Kasus Simulator SIM
Sukotjo S Bambang Senang Djoko Susilo Tersangka
Direktur Utama PT Inovasi Teknologi Indonesia (PT ITI) Sukotjo S Bambang menolong Andri yang saat itu menangani proyek
Penulis:
Y Gustaman
Editor:
Rachmat Hidayat

TRIBUNNEWS.COM, JAKARTA - Rekayasa pengadaan barang dan jasa berupa simulator SIM tahun 2011 antara PT Citra Mandiri Metalindo Abadi (PT CMMA) dan Korlantas Mabes Polri sudah bermasalah sejak awal. Apa saja masalah yang terjadi dalam kasus ini, begini ceritanya.
Mulanya, Direktur Utama PT Inovasi Teknologi Indonesia (PT ITI) Sukotjo S Bambang menolong Andri yang saat itu menangani proyek dengan Korlantas Mabes Polri. Bambang lalu membantu Andri sampai menyelesaikan proyek yang terkatung.
Di tengah jalan, Bambang bertemu dengan Budi, pemilik PT CMMA. Keduanya langsung berteman. Pada Agustus 2010, Budi mengatakan kepada Bambang akan mendapat proyek pengadaan barang dan jasa di Korlantas Mabes Polri yakni simulator SIM 1000 unit. Bambang langsung bereaksi dengan mengatakan tidak mampu. Budi pun marah.
"Budi bilang, 'orang lain susah mencari pekerjaan, kamu mendapat kerjaan menolak.' Akhirnya Pak Bambang menerima tawaran Budi. Budi juga memberikan sejumlah uang kepada Bambang untuk membeli peralatan, tanah, modal usaha, dan menambah karyawan," cerita penasihat hukum Bambang, Erick S Paat di kantornya, Jakarta, Selasa (31/7/2012).
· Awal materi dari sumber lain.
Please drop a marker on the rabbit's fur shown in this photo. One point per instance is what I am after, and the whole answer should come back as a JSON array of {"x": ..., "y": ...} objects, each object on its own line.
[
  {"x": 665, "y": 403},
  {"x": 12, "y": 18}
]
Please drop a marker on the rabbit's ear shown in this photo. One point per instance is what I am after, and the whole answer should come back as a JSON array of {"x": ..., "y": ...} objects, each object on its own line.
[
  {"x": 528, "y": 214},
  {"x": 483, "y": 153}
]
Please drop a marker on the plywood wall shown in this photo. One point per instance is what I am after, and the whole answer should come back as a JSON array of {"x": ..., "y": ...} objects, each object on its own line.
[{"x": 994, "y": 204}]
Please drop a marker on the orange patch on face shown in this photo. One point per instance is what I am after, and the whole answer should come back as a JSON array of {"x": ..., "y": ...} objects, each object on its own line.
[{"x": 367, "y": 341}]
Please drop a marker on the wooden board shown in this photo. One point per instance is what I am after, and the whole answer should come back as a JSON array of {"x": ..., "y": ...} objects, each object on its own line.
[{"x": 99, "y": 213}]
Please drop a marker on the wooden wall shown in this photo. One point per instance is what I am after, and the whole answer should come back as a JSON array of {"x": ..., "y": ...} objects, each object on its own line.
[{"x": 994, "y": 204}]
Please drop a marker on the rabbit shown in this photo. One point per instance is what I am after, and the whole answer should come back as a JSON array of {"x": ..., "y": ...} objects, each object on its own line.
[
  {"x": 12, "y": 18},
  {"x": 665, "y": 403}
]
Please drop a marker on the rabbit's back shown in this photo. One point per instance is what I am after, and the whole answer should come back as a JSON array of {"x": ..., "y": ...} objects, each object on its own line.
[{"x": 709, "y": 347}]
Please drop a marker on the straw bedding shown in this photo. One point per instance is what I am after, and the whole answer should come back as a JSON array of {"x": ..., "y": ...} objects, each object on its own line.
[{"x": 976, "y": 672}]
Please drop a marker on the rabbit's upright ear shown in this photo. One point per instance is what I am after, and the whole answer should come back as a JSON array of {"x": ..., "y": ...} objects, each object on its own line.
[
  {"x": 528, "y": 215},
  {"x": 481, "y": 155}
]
Singkat cerita tender pun dibuka pada Januari 2011. Ada empat perusahaan yang ikut tender, termasuk PT CMMA. Namun perusahaan lain hanya akal-akalan PT CMMA. Karena semua dokumen dan tender yang diserahkan perusahaan di luar PT CMMA dibuat dan atas perintah Budi. Bisa ditebak, PT CMMA langsung menang tender ini.
Harga tender pengadaan simulator SIM untuk R2 (motor) dan R4 (mobil) senilai Rp 196,87 miliar. Masing-masing untuk motor sebanyak 700 unit senilai Rp 54,453 miliar dan mobil 556 unit senilai Rp 142,415 miliar. Dan posisi Bambang dalam tender ini, terang Erick, tidak terdaftar. Diketahui, barang yang dibeli dari PT ITI untuk pesanan Korlantas, PT CMMA cukup mengeluarkan Rp 83 miliar.
"Ibaratnya PT CMMA ini perusahaan tutup botol. Jadi Pak Budi membeli barang ke Pak Bambang sesuai pesanan 700 unit untuk R2 dan 556 unit untuk R4. Hubungan dengan Korlantas hanya PT CMMA. Sementara hubungan Pak Budi dan Pak Bambang hanya jual beli. Bukan disubkon-kan. PO(purchase order)-nya ada," terangnya.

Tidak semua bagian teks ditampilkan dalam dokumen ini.